À l'autre bout du fil, l'employé n'avait pas l'air entièrement convaincu mais Ek Naon avait le ton définitif de ceux qui savent ce qu'ils disent et l'on a fini par prendre sa commande. Il ne restait plus qu'à attendre, en espérant que le livreur ne se fasse pas attraper par une colonie de limaces avant d'arriver. Le pauvre garçon n'aurait pas le temps de dire « Ouf ! »
Ek Naon n'avait pas trouvé mieux qu'un tournevis pour en venir à bout. Mais enfin ! Il avait le geste précis de ceux dont la mort a été le métier. Le tournevis a traversé la gorge du jeune homme comme de la pâte molle. Puis, le tueur a récupéré la précieuse pizza qu'il a déposée sur la table de la cuisine. Le garçon agonisait dans l'entrée. Ek Naon l'a bien assommé pour entamer la découpe. Mais il n'était pas bien outillé. Il possédait certes une vieille tronçonneuse mais elle était à sec. Pour le reste, c'était des couteaux dont le format garantissait surtout un travail long et fastidieux. Alors que les limaces piaillaient épouvantablement, tout de même... On aurait dit des enfants, incapables d'attendre l'arrivée du déjeuner sans s'agiter.

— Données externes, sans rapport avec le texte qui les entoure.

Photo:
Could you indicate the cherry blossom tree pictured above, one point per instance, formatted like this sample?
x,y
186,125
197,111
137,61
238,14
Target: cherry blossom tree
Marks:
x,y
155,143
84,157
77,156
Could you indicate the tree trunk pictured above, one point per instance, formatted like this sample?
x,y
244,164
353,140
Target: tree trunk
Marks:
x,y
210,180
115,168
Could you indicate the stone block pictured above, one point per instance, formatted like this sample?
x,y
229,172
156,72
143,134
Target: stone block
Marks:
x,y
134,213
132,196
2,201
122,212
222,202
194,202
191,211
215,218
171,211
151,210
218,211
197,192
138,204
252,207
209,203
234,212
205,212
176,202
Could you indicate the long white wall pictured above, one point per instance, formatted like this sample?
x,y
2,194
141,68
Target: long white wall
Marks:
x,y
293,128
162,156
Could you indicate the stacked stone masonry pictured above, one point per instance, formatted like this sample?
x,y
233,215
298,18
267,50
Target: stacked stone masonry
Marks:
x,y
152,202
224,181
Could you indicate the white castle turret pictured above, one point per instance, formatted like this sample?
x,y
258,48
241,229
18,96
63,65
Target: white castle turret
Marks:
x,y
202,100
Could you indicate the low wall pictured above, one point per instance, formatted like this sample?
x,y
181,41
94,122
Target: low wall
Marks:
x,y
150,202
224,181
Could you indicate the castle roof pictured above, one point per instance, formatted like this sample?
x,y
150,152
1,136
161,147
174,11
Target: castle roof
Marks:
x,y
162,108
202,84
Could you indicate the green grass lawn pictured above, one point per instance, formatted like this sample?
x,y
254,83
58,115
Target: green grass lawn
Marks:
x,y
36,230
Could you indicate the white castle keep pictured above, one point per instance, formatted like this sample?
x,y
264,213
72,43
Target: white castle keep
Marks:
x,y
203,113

Du coup, Ek Naon a pris le parti de découper des pièces de viande à vif dans les parties les plus charnues du livreur de pizza qui n'était pas encore tout à fait mort. Et il a balancé les blocs de viande dans l'aquarium. Des pièces conséquentes qu'il a vu fondre en un clin d'oeil. Ces animaux ont un appétit décidément vorace. Mais en temps de guerre, il faut économiser les vivres. Ek Naon a voulu expliquer ça aux limaces qui en étaient à roucouler comme si elles avaient voulu le séduire. Lui égrenait ses souvenirs de guerre. « La campagne d'Heliatkal, c'était quelque chose, ça ! » Et les limaces ronronnaient en écoutant le vétéran. « Des cadavres partout ! Partout ! » Il s'agitait devant les vers qui se mettaient à onduler lascivement. « Et le sang ! Des geysers de sang ! »
Ek Naon avait soif. Les limaces le regardaient amoureusement. Il s'en rendait à peine compte. Il renvoyait l'orgie macabre qui avait duré des jours et des nuits, sans interruption. « On ne peut pas oublier ça. » En effet. Il n'avait jamais pu oublier.
Revenu du front, il avait retrouvé sa femme qui ne comprenait pas pourquoi cet homme autrefois si entreprenant se murait désormais dans un silence pénible, ricanant de temps à autre de façon incompréhensible ou pleurant, au contraire, les camarades perdus. »Tonio, Tonio... Qu'est-ce qu'ils ont fait de toi ? » Elle avait fini par aller, la pauvre femme, avec un autre qui lui promettait un vrai mariage et des enfants.
Ek Naon mélangeait tout : les batailles, la séparation, les trêves, la recherche d'emploi qui n'aboutissait pas et derechef la mobilisation, le sang, le sang, rien ensuite. Rien que le sang. Le sang. Rien. Rien. Les limaces écoutaient, attendries mais un peu prises par la faim, tout de même. Or, Ek Naon épuisé s'endormait. Elles en seraient quittes pour patienter un moment.